Собрание сочинений в 2-х томах. Том 1
Шрифт:
Между тем, другие его дети, собравшися вне дома, обращают очи на плачевные свои жилища и на поля опустошенные, потом друг на друга взирают они с ужасом, ни единого не произнося слова. Свирепее и бледнее всех своих братий, Симеон не устремляет очей своих ни на дом свой, ни на поля; погруженный во мрачное уныние, потупил он к земле грозное око свое. «Раскаяние, терзающее меня день и ночь, — вдруг возопил он, — так ты малое еще мне наказание! Се предстоит жесточайшее; нет в том уже сомнения, сынове Иаковли, я един обращаю казнь сию на главы ваши! Я привел вас на злодеяние, я един продал брата моего, без меня бы дружество, веселие и изобилие обитало в нашем доме. Если б я един терпел казнь сию, не приносил бы я тогда ни единыя о сем жалобы; но сие мстительное небо, коего тщетно умоляю я поразити громом меня единого, хощет скорбь мою увеличити, хощет, чтобы я совершил погибель отца моего, вашу, Селимы и всех моих ближних; я должен видети всех своих мертвых и смерти их виною себя признавати; я рожден на разрушение потомства Авраамова до самого его корени; тщетно бог обещал ему многочисленное племя: я осквернил его собою, оно должно быти истребленно... Свершилось все теперь, вам более меня не можно удержати, иду открыти все
«Постой, — возопил Рувим, — постой, или мы сами последуем за тобою и скажем то Иакову, что все его виновны детц. Несчастный, ты, себе желая смерти, умерщвляешь своего родителя!»
Симеон трепещет, остановляется, и все они входят печально в дом свой. Издалека зрят они почтенного старца, возлежащего на персях Вениамина и Селимы, зрят слезы, из очей его лиющиеся. «Не пойдем далее, — рек Неффалим, рыдая. — Блаженна Селима, блажен Вениамин! вы с ним купно слезы проливати можете». Все они стали неподвижны. Симеон ужасается: как убийца, узревший жертву, пораженную им слабым ударом, ощущает трепетание сердца своего, хладный пот его орошает, тако шествует он упасти к ногам Иакова и сложити с себя страшное бремя своего злодеяния; но вдруг, как бы жестоким вихрем отреенный, от ужаса вспять обращается.
В самое то время повсюду распространялся слух о мудрости Иосифа. Между небом и землею летает ангел, возвещающий людские добродетели. Когда ложная слава служит гордыне и честолюбию, тогда он простые токмо и смиренные добродетели дает познавати; единая истина исходит из уст его, достигает до небес и, невзирая на роптание смертных, слышится иногда и на земле. Чаще всего направляет он полет свой далеко от больших градов и летает над бедными пастырскими хижинами. Ныне у врат неизмеримого града почерпает он повествования, достойные внимания земли и небес.
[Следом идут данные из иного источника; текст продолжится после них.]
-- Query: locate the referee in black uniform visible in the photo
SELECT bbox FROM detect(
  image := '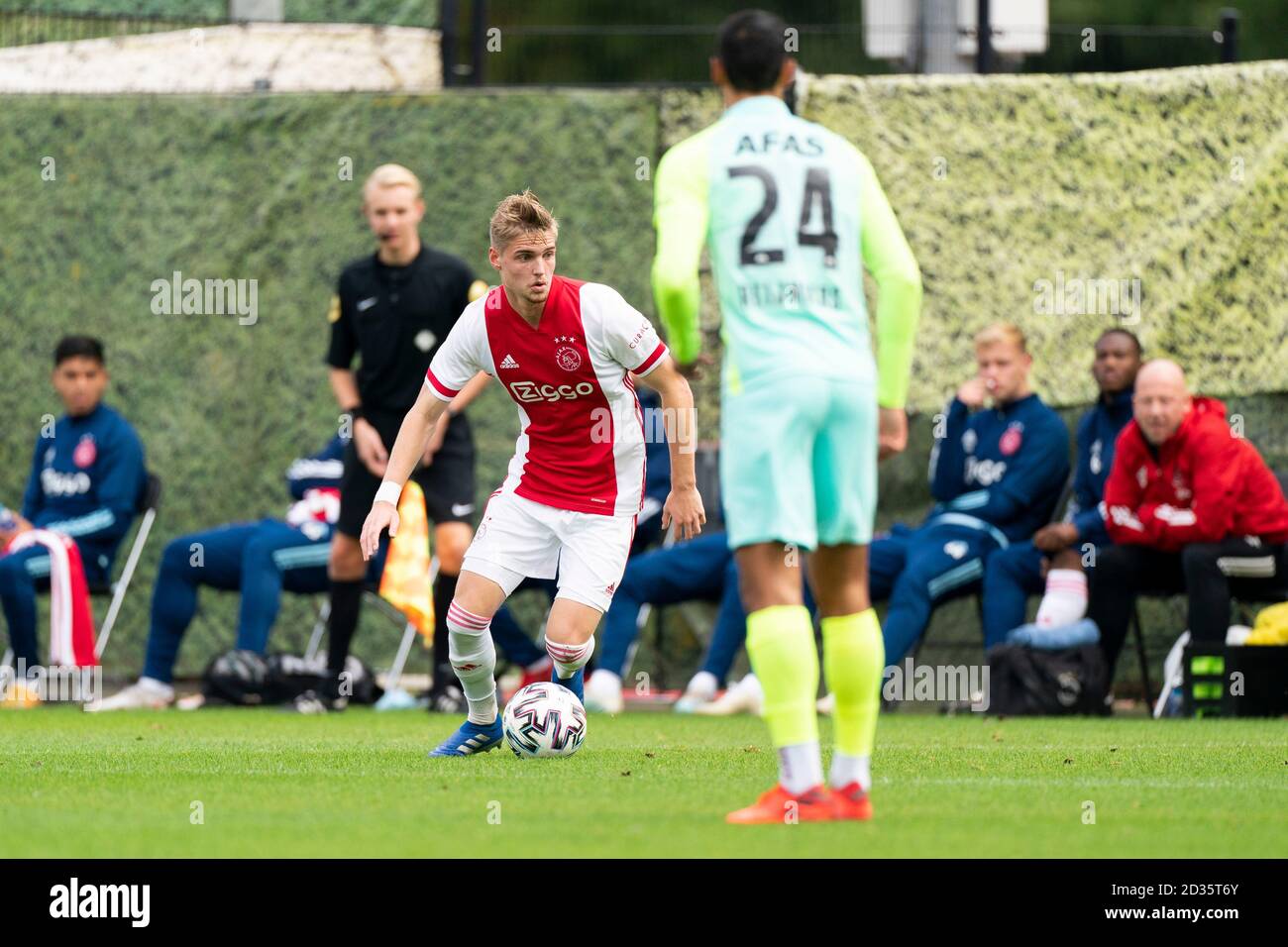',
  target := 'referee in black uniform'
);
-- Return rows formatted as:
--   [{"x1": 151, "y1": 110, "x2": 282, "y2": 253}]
[{"x1": 315, "y1": 164, "x2": 488, "y2": 711}]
От мемфийских башен возвышается он, с единого круга на другий, даже до престола божия, и повсюду возвещает премудрость, которою Иосиф от глада Египет избавляет; в сих бесчисленных кругах, текущих разными путями, раздается вдруг имя Иосифово; небесные умы остановляют свое пение и внимают сей важной песни, посвященной добродетели. Оттуда ангел снисходит быстрым полетом до дому Иаковля. Тамо возвещает он премудрость египетского правителя, кротость его, порядок и изобилие, сохраняемое им в сем государстве, и чувствительность его к несчастным и бедным поселянам.
Сим повествованием Иаков возмутился. «Таково, — рек он, — таково было душевное свойство моего несчастного сына. О Селима! и я такожде хощу тебя утешити. Блажен сын мой, не могущий зрети угрожающего нам бедствия; чувствительная душа его не могла бы пренести толикого удара, и он бы всегда исторжен был из объятий отца своего».
Но повествование ангела вселяет смятение и ужас в сердцах сынов Иаковлих: кажется, что толиких добродетелей описание обличало их жестокость. «Сей муж, — рек Симеон сам в себе, — сей муж странным помогает, а я брата моего принес на жертву!»
Между тем, Иаков призывает к себе всех своих сынов. Они убегали всегда от лица его, и каждый раз, когда он собирал их, страшилися они обрести его сведуща о их злодеянии; ныне, почитая себя виною сея казни, ужасались они и паче присутствия своего родителя. Трепеща, входят они в сень его; старец на них взирает, а они потупляют свои очи. «Вы зрите, — рек он им, — какое бедствие объемлет всю сию страну. Скорбь, паче старости, ведет меня ко гробу, и я не хотел бы продолжити еще несчастную жизнь мою; лишася сына моего, потерял я то, что мне жизни драгоценнее. Но Селима живет еще; Вениамин, подобие сына, о коем я рыдаю, Вениамин видит еще свет, и вы, дети мои, вы мне также драгоценны. Египет хотя гладом и опустошен, но житом изобилует, и он сими сокровищами должен премудрости своего правителя; падите к ногам его, принесите ему сие злато; он, вещают, милосерд к поселянам и несчастным, молите его о милости к дому нашему. Если б я не удерживаем был старостью и если б не хотел я оплакати сына моего на место его рождения, я сам пошел бы во Египет; не знаю, что привлекает меня любити сего мужа, о коем слава гласит по всей земле. Насладитесь удовольствием видети его, взирайте на его добродетели: да несколько смягчит сердца ваши его кротость и чувствительность. Уже давно приношу я жалобу на ваше жестокосердие: вы оставляете скорбети отца своего; хотя и видел я вас проливающих слезы, но кажется мне, что вы еще не довольно оплакиваете Иосифа и что не угодно вам беседовати о брате вашем. Идите и не единое спасение от глада с собою принесите: принесите вы с собою добродетель; по возвращении своем возвестите о сем премудром муже. Но чтоб не лишился я всех моих сынов, Вениамин останется со мною». Рек он, и Симеон радуется тайно, обретая случай отвратити бедствие, которого вину на себя возлагает.
Иосиф продолжал, между тем, надзирати Египет; он простирал такожде изобилие и в соседственные земли. Увы! когда питает он чуждые народы, не ведает тогда, что сродники его глад и смерть видят пред очами!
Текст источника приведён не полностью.